Józef Zeydlitz (19 March 1755 – 1 April 1835) (his name also rendered Seydlitz or Zejdlicz) was a Polish military commander and a Colonel of the Polish Army.

== Early life ==
Zeydlitz was born on 19 March 1755 in Chłapów near Kalisz, to Jan Zeydlitz and Kunegunda née Białoskórska.

== Kingdom of Poland ==
On 1 September 1770, he joined the Cadet Corps of the Crown Army. In 1776, he became a chorąży in August Sułkowski's 10th Regiment of Foot. He quickly rose through the ranks, partially thanks to his family's wealth. In 1786, he held the rank of Staff Captain. In 1791, he was involved in a conflict between his superior and a foreigner, which resulted in Zeydlitz being arrested and imprisoned for half a year for falsely accusing the foreigner. However, soon after his term ended he returned to his unit and took part in the War of 1792.

In 1793, he joined the Revolutionary Association and promoted its aims among his fellow officers.

=== Kościuszko Uprising ===
After the outbreak of the Warsaw Uprising of 1794, he led his regiment in the city fights and formally replaced the former commander Filip Hauman soon afterwards. On May 20, he was promoted to the rank of Colonel and became the regiment's commander. With it he took part in the Kościuszko Uprising, fighting in the ranks of the Corps of Gen. Józef Zajączek. After the battle of Chełm his regiment shielded the retreat of the Polish units towards Warsaw. In the battle of Maciejowice, Zeydlitz's regiment fought valiantly against the numerically superior Russian forces and held its positions but at the expense of tremendous losses. The regiment practically ceased to exist, and Zeydlitz was taken prisoner.

== Polish Legions ==
Set free in 1797, he returned to Russia and was then settled in Volhynia, where he founded a secret resistance association, aiming at the removal of Russian forces occupying most of Poland in the aftermath of the partitions. However, the Russians discovered the plot and Zeydlitz had to flee for Saxony, together with Cyprian Godebski. In Dresden he became one of the associates of Gen. Romualdas Giedraitis, who recommended him for service in the Polish Legions in Italy. On 20 May 1798. Gen. Jan Henryk Dąbrowski nominated him to the post of the commanding officer of the 1st Legion's 3rd Battalion. He took part in French operations in Italy but was dismissed on May 18 of the following year, after his soldiers refused to fight against Italian freedom fighters.

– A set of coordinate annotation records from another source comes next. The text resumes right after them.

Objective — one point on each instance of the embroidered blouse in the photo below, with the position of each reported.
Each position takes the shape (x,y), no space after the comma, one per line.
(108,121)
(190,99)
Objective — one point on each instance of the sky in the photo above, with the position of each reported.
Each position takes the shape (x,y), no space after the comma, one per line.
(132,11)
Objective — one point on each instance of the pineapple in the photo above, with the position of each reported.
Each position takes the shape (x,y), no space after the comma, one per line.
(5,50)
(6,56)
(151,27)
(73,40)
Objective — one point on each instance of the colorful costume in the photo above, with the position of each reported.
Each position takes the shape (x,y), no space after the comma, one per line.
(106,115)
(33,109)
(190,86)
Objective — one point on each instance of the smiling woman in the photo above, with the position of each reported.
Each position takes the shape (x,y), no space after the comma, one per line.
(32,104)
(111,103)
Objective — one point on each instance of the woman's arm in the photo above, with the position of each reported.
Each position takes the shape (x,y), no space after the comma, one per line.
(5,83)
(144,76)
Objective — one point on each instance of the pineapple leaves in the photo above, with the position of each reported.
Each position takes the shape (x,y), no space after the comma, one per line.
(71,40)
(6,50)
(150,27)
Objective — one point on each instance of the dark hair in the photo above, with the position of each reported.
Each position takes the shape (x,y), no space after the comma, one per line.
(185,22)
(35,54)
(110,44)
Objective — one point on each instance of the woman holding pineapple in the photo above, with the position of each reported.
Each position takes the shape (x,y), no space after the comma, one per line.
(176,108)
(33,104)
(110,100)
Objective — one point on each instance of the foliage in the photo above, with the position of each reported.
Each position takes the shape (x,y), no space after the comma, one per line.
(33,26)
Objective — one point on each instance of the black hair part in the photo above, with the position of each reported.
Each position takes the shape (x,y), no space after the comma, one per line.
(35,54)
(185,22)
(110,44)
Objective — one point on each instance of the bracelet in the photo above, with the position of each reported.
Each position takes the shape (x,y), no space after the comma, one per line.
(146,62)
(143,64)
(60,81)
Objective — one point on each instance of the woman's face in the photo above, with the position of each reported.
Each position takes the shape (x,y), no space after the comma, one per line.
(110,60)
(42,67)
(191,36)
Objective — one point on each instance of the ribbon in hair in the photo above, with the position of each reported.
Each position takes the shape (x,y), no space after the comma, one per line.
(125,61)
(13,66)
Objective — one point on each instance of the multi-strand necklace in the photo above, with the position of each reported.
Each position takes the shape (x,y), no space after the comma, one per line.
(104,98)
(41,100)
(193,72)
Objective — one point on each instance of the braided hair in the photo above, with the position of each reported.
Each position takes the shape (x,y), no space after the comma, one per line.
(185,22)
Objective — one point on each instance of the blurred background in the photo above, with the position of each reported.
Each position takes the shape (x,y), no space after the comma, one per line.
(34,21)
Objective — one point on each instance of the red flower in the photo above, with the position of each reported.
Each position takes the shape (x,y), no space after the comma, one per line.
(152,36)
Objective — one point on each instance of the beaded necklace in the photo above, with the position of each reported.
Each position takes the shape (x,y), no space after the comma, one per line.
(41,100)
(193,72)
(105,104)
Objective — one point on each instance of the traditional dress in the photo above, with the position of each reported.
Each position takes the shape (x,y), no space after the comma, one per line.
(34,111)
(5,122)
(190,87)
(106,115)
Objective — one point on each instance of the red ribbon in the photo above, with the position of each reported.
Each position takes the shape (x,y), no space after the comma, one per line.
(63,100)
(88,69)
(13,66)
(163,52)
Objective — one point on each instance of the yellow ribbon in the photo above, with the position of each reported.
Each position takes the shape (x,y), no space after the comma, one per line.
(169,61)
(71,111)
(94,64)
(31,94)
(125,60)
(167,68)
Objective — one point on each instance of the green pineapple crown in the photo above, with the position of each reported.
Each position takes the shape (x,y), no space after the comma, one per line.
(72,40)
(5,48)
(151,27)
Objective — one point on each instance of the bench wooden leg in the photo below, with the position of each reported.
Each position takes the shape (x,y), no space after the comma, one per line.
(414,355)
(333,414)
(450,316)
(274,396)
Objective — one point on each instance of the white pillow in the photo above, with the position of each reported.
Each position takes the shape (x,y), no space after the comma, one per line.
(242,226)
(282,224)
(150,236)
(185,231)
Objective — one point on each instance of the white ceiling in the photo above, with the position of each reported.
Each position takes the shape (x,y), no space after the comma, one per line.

Dispatched to the newly formed Danube Legion under Gen. Karol Kniaziewicz, Zeydlitz became the commander of the 3rd Battalion of that unit, formally attached to the French 5th Military Division (5ème division militaire). However, as the Legion was never fully formed and was disbanded in 1801, Zeydlitz was attached to a cavalry regiment of Col. Rożniecki. With that unit, he returned to Italy, where he took part in the War of the Third Coalition.

== Army of the Duchy of Warsaw ==
Dispatched to Poland, he arrived in Warsaw where Prince Józef Poniatowski accepted him into the Army of the Duchy of Warsaw and to a new corps formed under the command of Gen. Zajączek. He took part in several skirmishes, as well as took part in the formation of several cavalry units. On 12 May 1808, Marshal Louis-Nicolas Davout promoted Zeydlitz to the rank of commander of the garrison of Kostrzyń (de facto General), and the following year Zeydlitz decided to retire from the army. However, soon afterwards the Polish–Austrian War broke out and he remained in active service as the commanding officer of Łęczyca. Taken prisoner by the Austrians in August 1813, he was released the following year and returned to Warsaw. There he became the commander of the Veteran Corps and organized the return of Polish war veterans from France.

== Concert of Europe ==
On 18 December 1830 he was awarded a commemorative medal for 50 years in active service, as the first Polish officer ever. However, as for most of his career, he served on various staff positions rather than as a front-line officer in major battles, he was never awarded any high-ranking military award. He continued to serve as the commander of the Veteran and War Invalids Corps even during and after the November Uprising. He died in Warsaw on 1 April 1835.